La aventura de Frank resultó ser generadora de un particular estilo fotográfico. Bajo el título The Americans, apareció primero en Francia. En sus páginas se reflejaba, entre otras, una buena variedad de clases sociales en un país que prendía, salido de la guerra, y disfrutando de la victoria, abrigar solamente felicidades. Miles de “lectores” americanos de la obra pudieron advertir, solo entonces, la existencia de diferentes mundos, hasta entonces ignorados, que quedaron reflejados en imágenes captadas por los caminos de cuarenta y ocho Estados.

La Fundación Guggenheim patrocinó la toma de casi treinta mil imágenes, de las cuales apanas un poco más de ochenta revelaron, en las páginas del libro, una “América en blanco y negro”, con todo lo que ello pudiese implicar frente a la idea que cada quien tuviera de la gente que poblaba y animaba la vida de la Unión Americana. Solo que no todo el mundo quedó contento, pues hasta entonces había predominado una especie de “discurso gráfico oficial”, estereotipado, que cumplía la misión de proclamar solamente las facetas del éxito de un país que en ese momento se consideraba protagonista de la historia.

Gente de diferentes edades y colores, mirando al mundo, sin ilusiones, desde la ventana de un autobús; un hombre apurando una taza de café; señoras perdidas en un parque de diversiones; y cientos de imágenes similares, pusieron en el escenario a personas hasta entonces ignoradas, por insignificantes. Nodriza negra cumpliendo el deber de cuidar a un indiferente niño blanco, negros tirados en el prado frente a edificios ajenos, artistas y acróbatas de medio pelo, sombras indefinidas, techos desapacibles, la bandera de los Estados Unidos que tapaba la vista de alguien tratando de mirar por una ventana, entraron a competir, como símbolos del país, con las imágenes de los héroes de la guerra y los glamurosos millonarios de Manhattan.

El destape de esa América profunda, por otra parte, resultó aclamado por personas que encontraron en la colección de imágenes de Frank una obra de interpretación de los Estados Unidos equivalente a la de Alexis de Tocqueville en su famosa “Democracia en América”, que descubrió a los Estados Unidos ante el mundo en la tercera década del Siglo XIX.
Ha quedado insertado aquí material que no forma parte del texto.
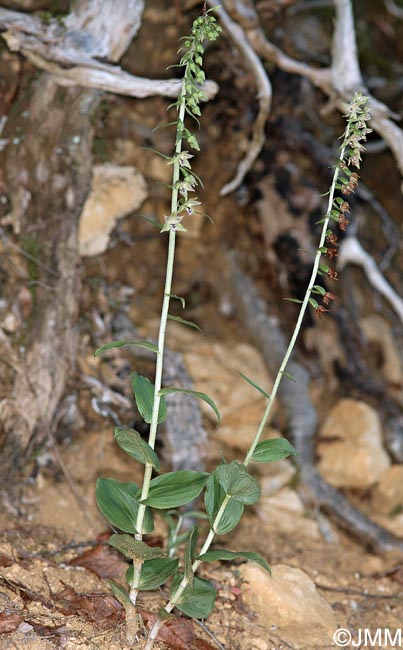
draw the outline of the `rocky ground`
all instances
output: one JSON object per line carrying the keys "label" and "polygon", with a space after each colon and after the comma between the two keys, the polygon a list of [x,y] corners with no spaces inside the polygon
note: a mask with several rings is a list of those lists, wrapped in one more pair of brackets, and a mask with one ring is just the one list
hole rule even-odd
{"label": "rocky ground", "polygon": [[[165,14],[150,5],[144,29],[123,65],[135,74],[160,76],[175,59],[182,25],[176,24],[175,12]],[[366,20],[364,14],[362,10],[360,24]],[[327,30],[322,29],[326,21],[305,13],[298,20],[289,18],[285,26],[273,20],[275,25],[270,26],[294,55],[303,57],[309,44],[310,56],[322,61],[329,46]],[[398,53],[403,41],[392,22],[384,17],[381,27],[386,30],[386,25],[387,33],[395,30]],[[155,25],[160,31],[163,27],[166,40],[158,56],[150,36]],[[294,40],[286,36],[292,29]],[[378,63],[362,48],[368,75],[376,77]],[[327,190],[334,143],[343,128],[339,116],[326,109],[321,94],[307,82],[273,70],[274,104],[264,150],[241,188],[220,198],[220,188],[247,146],[255,106],[253,79],[239,54],[231,51],[229,57],[228,51],[223,42],[207,56],[207,74],[219,82],[220,95],[204,109],[202,154],[194,167],[206,187],[199,192],[202,207],[215,224],[199,215],[186,224],[174,283],[175,293],[186,298],[186,310],[178,303],[174,314],[195,321],[203,335],[171,322],[167,340],[195,389],[216,400],[222,422],[217,427],[209,410],[202,410],[203,426],[192,445],[175,438],[175,428],[169,436],[161,430],[158,451],[168,470],[183,461],[178,452],[185,445],[192,450],[188,461],[203,463],[208,470],[221,454],[240,460],[248,448],[264,399],[237,372],[268,391],[273,377],[231,294],[226,251],[237,251],[269,313],[289,336],[297,311],[283,298],[299,297],[306,286],[311,264],[306,251],[316,247],[315,223],[324,209],[320,195]],[[394,110],[401,110],[400,95],[391,82],[385,82],[379,93]],[[97,359],[93,352],[125,328],[143,337],[157,331],[165,246],[139,214],[161,219],[169,210],[163,184],[170,182],[170,168],[143,149],[170,152],[172,133],[153,131],[166,120],[167,103],[160,98],[105,96],[98,115],[93,187],[80,231],[77,372],[60,409],[54,439],[29,460],[20,484],[6,486],[2,493],[1,650],[142,647],[141,629],[137,639],[128,642],[124,610],[109,589],[109,579],[124,582],[126,564],[106,544],[109,529],[96,508],[94,488],[99,476],[141,482],[139,466],[114,444],[113,426],[119,422],[141,427],[129,373],[140,369],[151,377],[152,366],[126,349]],[[401,294],[403,269],[396,254],[401,249],[401,195],[387,152],[368,155],[362,184],[387,214],[380,216],[373,196],[357,199],[354,232]],[[29,290],[32,266],[21,250],[4,242],[2,247],[7,262],[2,270],[14,281],[0,304],[0,325],[19,341],[34,308]],[[298,360],[309,371],[309,395],[318,414],[317,467],[361,512],[403,538],[401,429],[393,437],[390,427],[391,418],[397,426],[401,417],[402,324],[361,269],[348,265],[340,272],[340,282],[328,284],[337,296],[332,311],[322,320],[308,315],[297,350]],[[264,436],[287,435],[286,424],[282,407],[276,404]],[[203,625],[183,618],[170,623],[156,647],[327,649],[335,647],[332,636],[337,628],[347,628],[354,638],[365,628],[400,629],[402,553],[376,553],[351,530],[340,528],[319,509],[290,461],[256,463],[252,470],[261,481],[262,498],[247,509],[240,526],[222,538],[220,546],[261,553],[273,568],[272,577],[238,561],[203,568],[202,574],[218,588],[216,609]],[[157,519],[150,541],[161,544],[164,539],[164,524]],[[162,598],[159,592],[142,596],[145,625]]]}

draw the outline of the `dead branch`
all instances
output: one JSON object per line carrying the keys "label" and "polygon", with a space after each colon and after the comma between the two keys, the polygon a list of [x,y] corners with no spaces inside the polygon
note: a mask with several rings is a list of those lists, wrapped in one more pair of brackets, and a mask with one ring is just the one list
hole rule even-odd
{"label": "dead branch", "polygon": [[266,37],[259,17],[249,0],[223,0],[228,12],[236,9],[236,19],[243,26],[250,45],[260,57],[275,63],[281,70],[299,74],[320,88],[341,112],[352,93],[361,90],[369,97],[370,125],[390,148],[403,176],[403,131],[391,118],[399,119],[385,104],[375,99],[362,79],[354,19],[350,0],[334,0],[336,16],[330,68],[314,68],[287,56]]}
{"label": "dead branch", "polygon": [[369,283],[386,298],[403,323],[402,298],[382,275],[374,258],[363,249],[358,239],[354,236],[346,237],[339,249],[338,268],[343,269],[347,264],[362,266]]}
{"label": "dead branch", "polygon": [[[98,4],[100,0],[94,2]],[[143,4],[143,0],[137,3],[137,12],[127,34],[129,41],[125,38],[125,43],[130,42],[139,28]],[[95,9],[99,7],[94,8],[91,4],[89,14],[88,9],[81,8],[80,4],[78,6],[80,13],[77,24],[69,15],[64,27],[56,20],[44,24],[39,18],[0,9],[2,37],[11,51],[21,52],[37,68],[52,74],[61,86],[76,85],[139,98],[152,95],[177,97],[180,79],[144,79],[125,72],[117,65],[98,60],[96,57],[119,59],[122,42],[109,34],[111,30],[104,23],[102,29],[97,28],[97,32],[91,34],[90,29],[95,25]],[[124,10],[125,3],[118,3],[117,8]],[[81,26],[84,26],[84,32]],[[108,46],[111,47],[109,52]],[[217,90],[214,81],[206,81],[203,85],[205,100],[212,99]]]}
{"label": "dead branch", "polygon": [[245,175],[251,169],[253,163],[262,150],[265,140],[264,126],[271,107],[272,89],[266,71],[259,57],[250,46],[242,27],[231,20],[222,4],[218,5],[216,0],[208,0],[208,4],[211,7],[220,6],[219,15],[221,23],[226,33],[230,36],[231,40],[235,43],[235,46],[243,55],[248,67],[251,69],[255,77],[256,87],[258,90],[257,97],[259,100],[259,111],[253,125],[252,139],[248,145],[246,156],[238,164],[235,177],[221,188],[220,195],[225,196],[240,186]]}

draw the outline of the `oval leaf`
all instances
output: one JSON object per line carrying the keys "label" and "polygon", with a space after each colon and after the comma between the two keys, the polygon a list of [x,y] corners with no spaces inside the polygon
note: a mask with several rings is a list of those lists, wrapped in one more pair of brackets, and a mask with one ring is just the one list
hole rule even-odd
{"label": "oval leaf", "polygon": [[[113,526],[126,533],[137,533],[136,519],[139,509],[139,489],[135,483],[120,483],[114,478],[99,478],[96,486],[98,507]],[[147,509],[143,522],[143,533],[151,533],[154,524]]]}
{"label": "oval leaf", "polygon": [[282,460],[288,456],[297,456],[297,450],[285,438],[272,438],[262,440],[256,445],[251,460],[257,463],[272,463],[275,460]]}
{"label": "oval leaf", "polygon": [[[170,597],[175,595],[183,573],[177,573],[172,580]],[[211,614],[217,595],[216,588],[210,580],[194,578],[193,584],[188,584],[175,606],[191,618],[207,618]]]}
{"label": "oval leaf", "polygon": [[225,535],[229,533],[238,524],[242,517],[244,506],[239,501],[231,499],[224,510],[224,513],[218,522],[215,524],[215,518],[222,502],[225,498],[225,492],[220,486],[214,474],[212,474],[207,481],[207,489],[204,495],[204,504],[206,512],[210,521],[210,526],[217,535]]}
{"label": "oval leaf", "polygon": [[218,410],[215,402],[206,395],[206,393],[200,393],[197,390],[188,390],[187,388],[162,388],[160,390],[160,395],[171,395],[172,393],[185,393],[186,395],[192,395],[192,397],[197,397],[198,399],[206,402],[214,411],[217,416],[218,423],[221,421],[220,411]]}
{"label": "oval leaf", "polygon": [[185,576],[189,580],[189,583],[191,583],[194,579],[194,574],[192,570],[192,564],[195,556],[195,551],[196,551],[196,542],[197,542],[197,535],[198,535],[198,528],[197,526],[193,526],[191,529],[190,535],[188,540],[186,541],[185,544]]}
{"label": "oval leaf", "polygon": [[216,560],[235,560],[237,557],[242,557],[246,560],[252,560],[252,562],[256,562],[256,564],[259,564],[261,567],[263,567],[263,569],[266,569],[266,571],[271,574],[270,565],[259,553],[250,553],[249,551],[233,552],[227,551],[223,548],[216,548],[213,551],[207,551],[207,553],[203,553],[203,555],[198,555],[196,559],[201,560],[202,562],[215,562]]}
{"label": "oval leaf", "polygon": [[153,478],[147,499],[142,503],[153,508],[177,508],[193,501],[207,483],[207,472],[180,470]]}
{"label": "oval leaf", "polygon": [[160,471],[160,461],[154,449],[143,440],[138,431],[134,429],[115,428],[115,440],[119,447],[143,465],[152,465],[157,472]]}
{"label": "oval leaf", "polygon": [[145,348],[146,350],[151,350],[151,352],[158,354],[158,347],[154,345],[154,343],[148,343],[148,341],[111,341],[95,350],[94,357],[98,357],[100,354],[106,352],[106,350],[110,350],[111,348],[123,348],[125,345],[137,345],[138,348]]}
{"label": "oval leaf", "polygon": [[[155,560],[145,560],[141,567],[139,589],[150,591],[157,589],[177,572],[179,560],[175,558],[162,557]],[[129,585],[133,582],[133,565],[126,571],[126,580]]]}
{"label": "oval leaf", "polygon": [[153,560],[163,557],[164,553],[158,546],[148,546],[145,542],[135,539],[131,535],[111,535],[108,544],[116,548],[129,560]]}
{"label": "oval leaf", "polygon": [[[143,420],[151,424],[154,404],[154,384],[147,377],[132,372],[132,388],[137,408]],[[158,423],[161,424],[167,416],[167,405],[162,397],[158,409]]]}
{"label": "oval leaf", "polygon": [[261,490],[258,481],[248,474],[244,465],[240,465],[236,460],[232,463],[222,463],[216,467],[213,474],[225,494],[235,501],[248,505],[259,501]]}

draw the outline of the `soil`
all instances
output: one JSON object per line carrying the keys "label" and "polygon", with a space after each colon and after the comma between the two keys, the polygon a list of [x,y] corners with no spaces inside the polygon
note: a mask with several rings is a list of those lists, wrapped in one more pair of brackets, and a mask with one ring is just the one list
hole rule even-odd
{"label": "soil", "polygon": [[[174,9],[162,12],[158,2],[151,2],[143,28],[125,56],[123,67],[134,74],[160,76],[161,70],[175,60],[177,37],[186,31],[189,21],[189,16],[183,14],[184,22],[178,27],[176,18]],[[267,20],[274,19],[268,16]],[[280,17],[276,20],[280,21]],[[361,16],[360,20],[364,18]],[[383,20],[391,21],[387,16]],[[158,44],[156,53],[150,35],[161,25],[165,41]],[[280,27],[278,22],[276,33],[281,33]],[[318,28],[316,23],[314,26],[306,23],[305,27]],[[399,29],[395,27],[396,48],[401,40]],[[322,38],[327,37],[322,34]],[[292,49],[292,43],[288,42],[288,47]],[[303,39],[298,47],[304,47]],[[325,101],[320,93],[299,78],[273,70],[274,105],[267,125],[267,143],[241,188],[234,195],[220,198],[220,188],[231,178],[245,149],[255,111],[253,78],[240,55],[231,50],[229,57],[228,52],[225,39],[207,52],[207,76],[218,81],[220,93],[204,108],[200,132],[202,153],[194,163],[194,170],[203,178],[206,188],[198,193],[203,209],[212,215],[215,224],[203,218],[195,220],[189,234],[180,240],[174,288],[177,295],[186,299],[186,310],[183,312],[178,303],[175,313],[196,322],[203,330],[205,341],[211,344],[246,340],[237,305],[232,302],[224,281],[223,251],[231,248],[237,250],[243,268],[253,278],[270,313],[279,316],[284,332],[290,333],[296,307],[282,298],[284,295],[299,297],[305,286],[309,257],[298,249],[309,248],[315,241],[315,222],[324,205],[319,195],[326,191],[329,180],[326,165],[331,165],[334,143],[342,130],[341,119],[335,112],[322,111]],[[323,62],[319,45],[312,56]],[[377,64],[368,65],[376,67]],[[388,99],[393,100],[393,110],[399,111],[400,95],[392,93]],[[170,152],[171,130],[153,131],[166,120],[167,104],[162,98],[134,100],[105,96],[94,140],[95,162],[132,164],[144,174],[149,196],[141,212],[154,219],[169,210],[168,191],[161,184],[169,183],[169,179],[160,160],[141,147]],[[322,161],[323,156],[329,156],[326,165],[319,162],[318,152]],[[384,170],[382,182],[377,171],[380,168]],[[368,156],[362,182],[386,206],[389,225],[399,229],[399,179],[389,153]],[[278,222],[272,224],[275,236],[268,234],[262,217],[264,202],[270,200],[268,188],[275,193],[280,201],[279,209],[283,210]],[[381,263],[392,245],[385,234],[385,223],[369,203],[357,200],[356,210],[360,240]],[[281,224],[285,222],[289,225],[282,229]],[[80,355],[68,400],[60,413],[55,441],[48,441],[38,449],[24,468],[19,485],[11,486],[2,494],[0,599],[6,614],[0,614],[0,650],[142,647],[141,627],[134,641],[128,642],[125,611],[111,595],[108,580],[123,583],[126,564],[107,545],[110,529],[97,510],[94,497],[99,476],[141,483],[141,467],[113,441],[116,415],[126,425],[139,426],[138,414],[118,407],[111,407],[103,415],[96,413],[94,394],[83,377],[93,376],[132,399],[127,380],[128,366],[133,369],[132,359],[122,353],[103,362],[94,360],[93,351],[110,340],[113,320],[122,312],[140,333],[155,334],[164,259],[163,239],[148,221],[133,215],[119,223],[105,254],[82,261]],[[24,263],[23,259],[18,261]],[[402,257],[392,257],[384,272],[396,291],[402,293]],[[401,324],[388,306],[381,305],[359,269],[347,270],[342,281],[338,285],[333,283],[331,289],[337,292],[338,306],[334,314],[346,305],[353,321],[358,323],[361,318],[382,311],[392,325],[399,349],[403,336]],[[319,328],[325,332],[323,340],[327,341],[321,350],[312,347]],[[173,337],[170,346],[173,350],[182,348],[180,341],[175,345]],[[340,357],[332,356],[336,348],[342,349]],[[323,422],[339,397],[347,395],[371,403],[382,415],[382,403],[365,382],[354,382],[348,374],[343,374],[343,363],[345,367],[348,365],[343,354],[335,317],[330,314],[319,322],[310,316],[299,342],[299,357],[311,372],[312,398],[320,421]],[[384,382],[382,358],[368,348],[363,354],[369,360],[371,371]],[[150,366],[146,368],[149,371]],[[401,389],[401,386],[386,385],[392,396],[401,394]],[[225,408],[225,402],[222,406]],[[281,414],[274,424],[281,430]],[[219,462],[222,448],[207,418],[204,425],[211,440],[206,461],[210,469],[210,465]],[[164,454],[163,439],[159,445]],[[229,453],[236,456],[235,450]],[[169,470],[171,465],[172,459],[166,454],[165,469]],[[292,487],[300,490],[297,483]],[[349,496],[358,508],[374,514],[370,492]],[[398,629],[403,620],[401,555],[371,553],[349,531],[336,529],[315,507],[307,507],[305,516],[307,520],[319,522],[321,534],[317,538],[279,532],[276,522],[263,522],[256,511],[247,509],[239,527],[225,536],[221,545],[231,550],[256,551],[272,565],[281,563],[305,571],[332,607],[339,627],[352,632],[360,628]],[[327,528],[331,530],[330,540]],[[150,542],[163,543],[165,538],[163,522],[157,518]],[[275,620],[264,627],[257,622],[256,612],[246,604],[249,586],[243,582],[237,562],[211,564],[201,575],[213,580],[218,588],[213,614],[203,626],[197,623],[188,626],[183,622],[185,619],[180,619],[182,624],[170,623],[165,643],[159,641],[156,648],[280,650],[291,647],[276,631]],[[159,592],[142,594],[140,610],[145,625],[158,610],[161,598]],[[299,647],[310,648],[309,639],[301,640]]]}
Si antes de morirse la semana pasada en su aislamiento de Nueva Escocia, a sus noventa y cuatro años, Robert Frank hubiera hecho un recorrido similar al de hace siete décadas, y hubiera captado las imágenes correspondientes, en el ánimo de meter en menos de cien páginas la compleja composición de los Estados Unidos de hoy, el resultado habría sido otra vez impactante. Y no por las imágenes de la América popular, ahora marcada por la presencia de la América Hispana, que se va tomando con su trabajo, su comida y su idioma, enormes sectores de la sociedad estadounidense, sino por el contraste con las imágenes de la clase política dirigente de ahora.

Ya no existe el señorío inocente de quienes creyeron, después de haber ganado la guerra, que llevaban la responsabilidad de dirigir por lo menos la mitad del mundo, sobre la base de unos valores afincados en la democracia y el culto por la verdad. En su lugar se vocifera un discurso dominado por la idea de volver a una supuesta grandeza que de hecho se reconoce ausente, al tiempo que se contradicen los principios de otra época, con la apelación a la mentira, sin pena, y a malabares de negociante que ponen en ascuas a todo el sistema internacional.

Tal vez un Tocqueville de nuestra época podría poner de manifiesto que esa Democracia en América, de hace casi dos siglos, pasa ahora por la prueba más dura de su historia. Y que la prueba de fuego no proviene de enemigos externos, sino de las convulsiones y confusiones que anidan en el alma de una sociedad llamada a ejercer su voluntad política bajo las presiones y las ilusiones falsas del populismo. Como república bananera.